Bringing Dask Workloads to GPUs with RAPIDS

Benjamin Zaitlen, Nick Becker

Audience level:
Intermediate

Description

Data volumes and computational complexity of analysis techniques have increased, but the need to quickly explore data and develop models is more important than ever. One of the key ways to achieve this has been through GPU acceleration. This workshop introduces RAPIDS, and illustrates how to use Dask and RAPIDS to accelerate ETL/ML workloads, increasing performance and decreasing total cost.

Abstract

This tutorial will introduce RAPIDS then walk through several end-to-end workflows, demonstrating how RAPIDS is used to accelerate distributed ETL and ML use-cases. These examples will include common ETL patterns: read, groubpy-aggregrate, merge, etc. Attendees will learn how to mix RAPIDS with other GPU accelerated libraries such as XGBoost. Additionally, participants will see how GPUs can accelerate performance for numeric and NLP-based workloads.

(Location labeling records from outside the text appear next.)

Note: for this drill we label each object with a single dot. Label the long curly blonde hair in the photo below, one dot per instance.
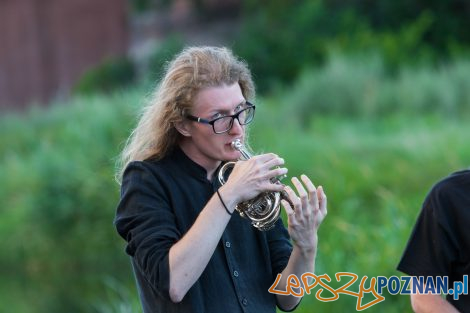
(191, 70)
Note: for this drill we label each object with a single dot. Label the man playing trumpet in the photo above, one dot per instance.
(189, 252)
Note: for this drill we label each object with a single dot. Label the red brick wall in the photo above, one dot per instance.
(45, 45)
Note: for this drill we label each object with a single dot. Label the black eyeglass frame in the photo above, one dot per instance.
(233, 116)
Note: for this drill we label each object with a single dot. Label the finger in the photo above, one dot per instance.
(323, 200)
(276, 172)
(276, 161)
(312, 192)
(295, 200)
(306, 211)
(269, 186)
(289, 210)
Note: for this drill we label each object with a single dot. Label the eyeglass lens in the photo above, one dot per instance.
(225, 123)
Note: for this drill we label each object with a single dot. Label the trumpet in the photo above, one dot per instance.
(264, 210)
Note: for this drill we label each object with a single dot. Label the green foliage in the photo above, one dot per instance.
(112, 73)
(280, 38)
(359, 87)
(58, 195)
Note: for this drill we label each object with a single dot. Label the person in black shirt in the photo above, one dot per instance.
(188, 252)
(440, 243)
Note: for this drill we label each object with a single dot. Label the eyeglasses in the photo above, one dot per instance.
(223, 124)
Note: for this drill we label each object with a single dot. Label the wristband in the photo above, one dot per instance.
(223, 203)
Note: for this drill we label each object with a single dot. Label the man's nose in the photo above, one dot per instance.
(237, 128)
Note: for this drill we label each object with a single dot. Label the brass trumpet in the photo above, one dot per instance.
(263, 211)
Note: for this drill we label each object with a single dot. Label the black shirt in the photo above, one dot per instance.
(160, 200)
(440, 242)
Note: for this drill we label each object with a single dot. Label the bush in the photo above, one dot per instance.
(360, 87)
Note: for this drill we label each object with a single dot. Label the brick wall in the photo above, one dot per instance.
(45, 45)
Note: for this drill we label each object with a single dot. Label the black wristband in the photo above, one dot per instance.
(223, 203)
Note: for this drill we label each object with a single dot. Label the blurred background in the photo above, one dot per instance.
(371, 99)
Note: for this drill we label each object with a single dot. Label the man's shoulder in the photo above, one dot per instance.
(454, 182)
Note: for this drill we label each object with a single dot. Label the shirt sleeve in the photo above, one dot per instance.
(432, 247)
(280, 247)
(145, 220)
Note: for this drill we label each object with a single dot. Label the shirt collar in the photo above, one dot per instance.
(187, 165)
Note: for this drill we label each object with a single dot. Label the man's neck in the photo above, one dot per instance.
(209, 165)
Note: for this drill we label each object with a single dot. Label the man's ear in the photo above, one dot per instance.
(182, 128)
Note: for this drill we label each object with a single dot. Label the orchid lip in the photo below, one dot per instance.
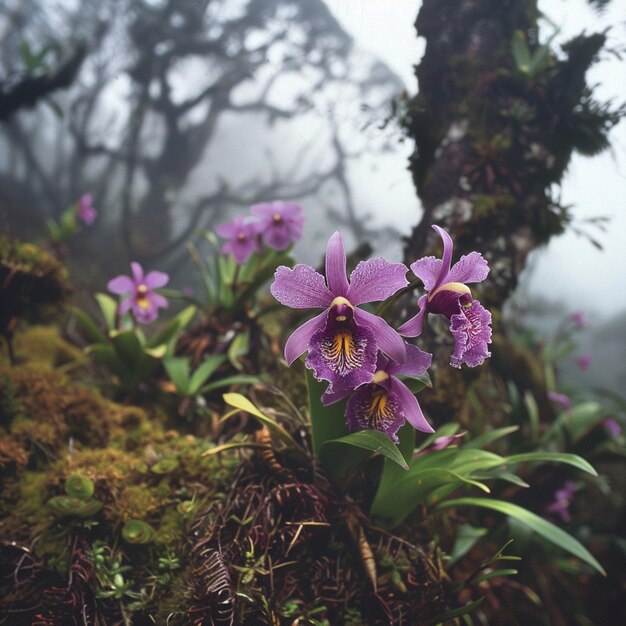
(458, 287)
(341, 308)
(339, 301)
(380, 376)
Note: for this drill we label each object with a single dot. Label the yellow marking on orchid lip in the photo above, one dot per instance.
(340, 300)
(379, 376)
(343, 351)
(458, 287)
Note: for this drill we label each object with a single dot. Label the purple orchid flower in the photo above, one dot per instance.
(560, 399)
(139, 292)
(385, 403)
(562, 499)
(243, 237)
(342, 341)
(583, 361)
(447, 294)
(280, 223)
(85, 210)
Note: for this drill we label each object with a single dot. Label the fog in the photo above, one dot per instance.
(570, 269)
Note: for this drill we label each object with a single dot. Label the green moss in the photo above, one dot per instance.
(171, 528)
(134, 502)
(44, 345)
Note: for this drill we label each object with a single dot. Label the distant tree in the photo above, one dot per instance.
(164, 87)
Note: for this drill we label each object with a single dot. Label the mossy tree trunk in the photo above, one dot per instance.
(495, 123)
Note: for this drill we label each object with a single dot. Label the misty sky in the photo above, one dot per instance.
(570, 269)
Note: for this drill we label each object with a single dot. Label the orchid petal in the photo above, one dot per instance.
(298, 342)
(470, 268)
(472, 332)
(413, 327)
(154, 280)
(428, 270)
(371, 407)
(158, 301)
(300, 288)
(332, 395)
(446, 259)
(121, 285)
(137, 272)
(336, 266)
(125, 306)
(376, 280)
(417, 362)
(412, 410)
(387, 338)
(343, 353)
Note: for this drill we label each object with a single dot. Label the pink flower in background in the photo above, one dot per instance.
(613, 427)
(280, 223)
(562, 499)
(139, 293)
(85, 210)
(561, 399)
(583, 361)
(243, 238)
(579, 319)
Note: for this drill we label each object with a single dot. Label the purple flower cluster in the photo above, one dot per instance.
(562, 499)
(85, 209)
(273, 224)
(139, 294)
(357, 352)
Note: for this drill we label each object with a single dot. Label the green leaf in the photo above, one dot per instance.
(128, 347)
(392, 472)
(241, 403)
(204, 371)
(393, 506)
(239, 346)
(521, 53)
(498, 474)
(177, 369)
(175, 325)
(327, 422)
(371, 440)
(542, 527)
(484, 440)
(229, 381)
(556, 457)
(108, 306)
(466, 539)
(495, 574)
(446, 430)
(574, 424)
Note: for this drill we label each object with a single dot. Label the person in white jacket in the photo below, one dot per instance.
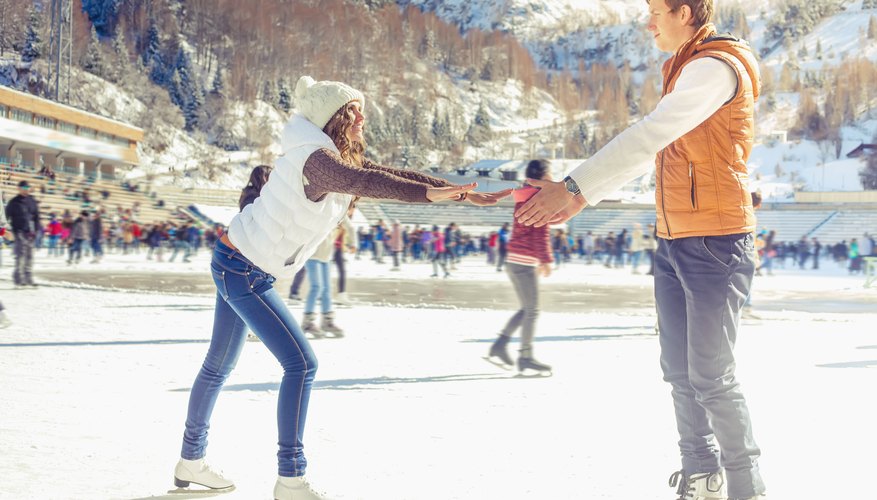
(319, 274)
(311, 188)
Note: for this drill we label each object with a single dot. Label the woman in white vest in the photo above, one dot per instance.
(313, 184)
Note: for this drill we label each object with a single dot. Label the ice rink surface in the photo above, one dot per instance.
(94, 383)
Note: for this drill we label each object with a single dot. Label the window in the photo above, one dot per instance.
(43, 121)
(22, 116)
(67, 127)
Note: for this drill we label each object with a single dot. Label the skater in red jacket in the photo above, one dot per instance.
(529, 255)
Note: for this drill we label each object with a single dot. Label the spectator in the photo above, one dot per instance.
(23, 213)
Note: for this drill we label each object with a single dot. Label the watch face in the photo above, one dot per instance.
(571, 186)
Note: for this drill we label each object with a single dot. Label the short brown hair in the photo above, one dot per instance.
(337, 128)
(701, 10)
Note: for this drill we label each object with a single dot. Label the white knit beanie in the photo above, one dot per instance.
(318, 101)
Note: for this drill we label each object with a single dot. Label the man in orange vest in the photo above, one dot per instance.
(699, 138)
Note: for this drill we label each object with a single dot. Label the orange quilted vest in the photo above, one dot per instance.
(702, 180)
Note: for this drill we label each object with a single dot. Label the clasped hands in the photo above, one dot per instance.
(465, 193)
(553, 204)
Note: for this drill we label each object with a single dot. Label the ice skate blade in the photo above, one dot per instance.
(530, 373)
(497, 362)
(205, 491)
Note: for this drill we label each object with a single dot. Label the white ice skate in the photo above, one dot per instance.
(4, 320)
(705, 486)
(295, 488)
(199, 472)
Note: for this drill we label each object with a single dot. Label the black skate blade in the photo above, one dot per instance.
(497, 362)
(531, 373)
(198, 492)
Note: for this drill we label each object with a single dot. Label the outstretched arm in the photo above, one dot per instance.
(326, 172)
(408, 174)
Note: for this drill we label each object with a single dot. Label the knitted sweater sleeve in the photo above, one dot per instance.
(326, 172)
(408, 174)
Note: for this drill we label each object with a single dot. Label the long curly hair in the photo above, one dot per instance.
(258, 178)
(336, 129)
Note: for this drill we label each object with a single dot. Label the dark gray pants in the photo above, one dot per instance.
(700, 286)
(525, 279)
(23, 250)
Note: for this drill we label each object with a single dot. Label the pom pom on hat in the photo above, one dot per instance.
(318, 101)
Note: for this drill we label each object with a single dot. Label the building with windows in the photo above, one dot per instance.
(36, 133)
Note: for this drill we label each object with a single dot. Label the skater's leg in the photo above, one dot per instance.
(260, 306)
(314, 277)
(697, 443)
(325, 287)
(716, 273)
(271, 320)
(525, 281)
(225, 348)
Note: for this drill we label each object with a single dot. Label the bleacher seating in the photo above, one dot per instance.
(791, 225)
(830, 224)
(56, 196)
(848, 224)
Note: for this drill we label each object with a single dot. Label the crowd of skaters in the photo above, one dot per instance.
(807, 253)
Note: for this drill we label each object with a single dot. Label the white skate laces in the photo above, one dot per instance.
(701, 486)
(295, 488)
(199, 472)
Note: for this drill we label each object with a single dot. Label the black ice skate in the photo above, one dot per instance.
(527, 365)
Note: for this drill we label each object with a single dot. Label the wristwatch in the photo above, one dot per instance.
(571, 186)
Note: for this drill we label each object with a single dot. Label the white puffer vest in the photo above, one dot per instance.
(282, 228)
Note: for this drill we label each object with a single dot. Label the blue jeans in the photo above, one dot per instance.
(246, 299)
(318, 274)
(96, 247)
(700, 286)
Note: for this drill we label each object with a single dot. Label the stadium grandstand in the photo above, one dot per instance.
(72, 159)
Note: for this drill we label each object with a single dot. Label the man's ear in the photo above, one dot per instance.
(685, 14)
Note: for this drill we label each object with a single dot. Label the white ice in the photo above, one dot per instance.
(94, 385)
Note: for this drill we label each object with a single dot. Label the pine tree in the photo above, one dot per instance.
(189, 94)
(33, 43)
(487, 70)
(284, 95)
(868, 175)
(152, 57)
(217, 88)
(93, 60)
(120, 66)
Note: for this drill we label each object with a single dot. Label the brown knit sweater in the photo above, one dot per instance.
(326, 172)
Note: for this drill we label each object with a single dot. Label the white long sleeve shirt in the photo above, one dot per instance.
(703, 87)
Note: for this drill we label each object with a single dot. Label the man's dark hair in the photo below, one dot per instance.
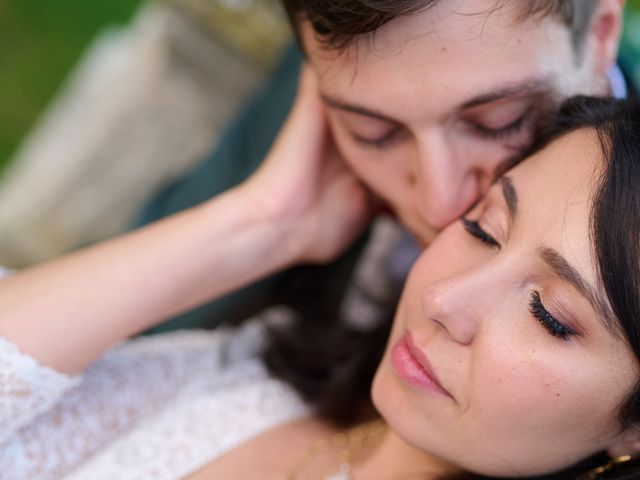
(337, 24)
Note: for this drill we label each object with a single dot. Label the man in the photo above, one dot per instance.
(426, 102)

It’s common knowledge that GPUs are fast. But, traditionally, GPU accelerating analytics workloads has required specialized knowledge of low-level C++ and CUDA programming. The open-source RAPIDS data science libraries allow data scientists to easily make use of GPU acceleration in common ETL, machine learning, and graph analytics workloads using familiar Python APIs (e.g. pandas and scikit-learn), natively scaled with Dask.

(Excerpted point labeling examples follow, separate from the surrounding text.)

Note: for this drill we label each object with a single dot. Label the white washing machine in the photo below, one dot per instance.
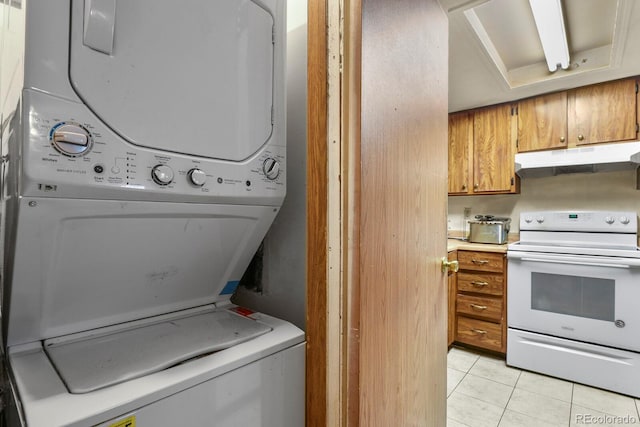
(144, 160)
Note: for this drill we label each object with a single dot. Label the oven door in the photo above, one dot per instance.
(592, 299)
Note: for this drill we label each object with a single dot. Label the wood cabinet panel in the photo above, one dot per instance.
(482, 283)
(604, 112)
(542, 122)
(493, 150)
(460, 151)
(481, 309)
(481, 261)
(479, 333)
(484, 307)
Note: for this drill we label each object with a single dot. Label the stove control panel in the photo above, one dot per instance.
(583, 221)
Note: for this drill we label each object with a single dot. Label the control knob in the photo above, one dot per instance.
(162, 174)
(271, 168)
(197, 177)
(71, 139)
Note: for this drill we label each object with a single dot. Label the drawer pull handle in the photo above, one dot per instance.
(479, 284)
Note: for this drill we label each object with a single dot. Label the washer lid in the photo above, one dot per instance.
(99, 361)
(194, 78)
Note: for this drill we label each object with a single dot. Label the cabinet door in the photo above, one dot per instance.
(603, 113)
(494, 150)
(542, 122)
(460, 143)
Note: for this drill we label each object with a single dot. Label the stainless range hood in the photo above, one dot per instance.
(595, 158)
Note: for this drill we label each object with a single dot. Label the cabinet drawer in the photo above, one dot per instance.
(479, 333)
(490, 284)
(481, 261)
(489, 308)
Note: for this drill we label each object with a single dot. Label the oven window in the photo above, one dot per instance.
(588, 297)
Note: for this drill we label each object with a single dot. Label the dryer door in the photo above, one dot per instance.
(192, 77)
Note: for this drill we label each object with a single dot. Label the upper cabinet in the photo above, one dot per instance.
(481, 151)
(494, 150)
(460, 154)
(603, 113)
(542, 122)
(594, 114)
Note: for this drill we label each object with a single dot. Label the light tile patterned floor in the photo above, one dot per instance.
(482, 391)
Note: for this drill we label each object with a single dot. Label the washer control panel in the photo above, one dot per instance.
(70, 153)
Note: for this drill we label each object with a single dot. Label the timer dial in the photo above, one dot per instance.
(162, 174)
(71, 139)
(271, 168)
(197, 177)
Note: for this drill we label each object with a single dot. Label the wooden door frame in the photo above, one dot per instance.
(332, 213)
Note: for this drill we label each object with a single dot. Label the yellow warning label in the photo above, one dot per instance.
(127, 422)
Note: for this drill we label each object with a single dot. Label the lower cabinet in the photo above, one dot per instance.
(480, 300)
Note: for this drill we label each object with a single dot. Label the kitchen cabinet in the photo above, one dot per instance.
(481, 307)
(460, 152)
(451, 301)
(604, 112)
(494, 150)
(594, 114)
(482, 147)
(542, 122)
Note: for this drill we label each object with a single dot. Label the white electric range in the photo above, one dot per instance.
(573, 291)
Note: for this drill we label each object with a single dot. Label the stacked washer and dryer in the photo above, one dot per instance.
(144, 163)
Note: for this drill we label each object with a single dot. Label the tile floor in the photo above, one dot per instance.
(483, 391)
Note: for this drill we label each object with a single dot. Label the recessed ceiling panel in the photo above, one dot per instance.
(515, 38)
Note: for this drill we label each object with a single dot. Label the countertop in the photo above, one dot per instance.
(454, 245)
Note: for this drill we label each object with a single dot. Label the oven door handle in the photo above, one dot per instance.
(590, 262)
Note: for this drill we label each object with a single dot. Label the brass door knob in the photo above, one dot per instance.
(446, 265)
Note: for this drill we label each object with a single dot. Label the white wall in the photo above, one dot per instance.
(284, 270)
(580, 191)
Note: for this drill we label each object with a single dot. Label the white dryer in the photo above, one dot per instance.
(146, 161)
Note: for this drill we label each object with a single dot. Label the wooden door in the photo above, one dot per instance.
(460, 151)
(386, 333)
(603, 113)
(493, 150)
(403, 196)
(542, 122)
(451, 323)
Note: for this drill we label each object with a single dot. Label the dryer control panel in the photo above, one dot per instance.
(70, 153)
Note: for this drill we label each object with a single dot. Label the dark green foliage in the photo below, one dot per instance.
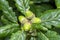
(12, 29)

This means we can take existing dask code:

import dask.dataframe as dd
df1 = dd.read_csv(“customer.csv”)
df2 = dd.read_csv(“online_sales.csv”)
df1.merge(df2, on=[“id”]).groupby(“customer_state”).sale_price.mean()

And immediately start increasing performance with one or hundreds of GPUs:

import dask_cudf
df1 = dask_cudf.read_csv(“customer.csv”)
df2 = dask_cudf.read_csv(“online_sales.csv”)
df1.merge(df2, on=[“id”]).groupby(“customer_state”).sale_price.mean()

Data volumes and computational complexity of data analysis techniques have increased, but the need to quickly explore data and develop models is more important than ever. Dask and RAPIDS provide the easiest path forward by leveraging common PyData APIs.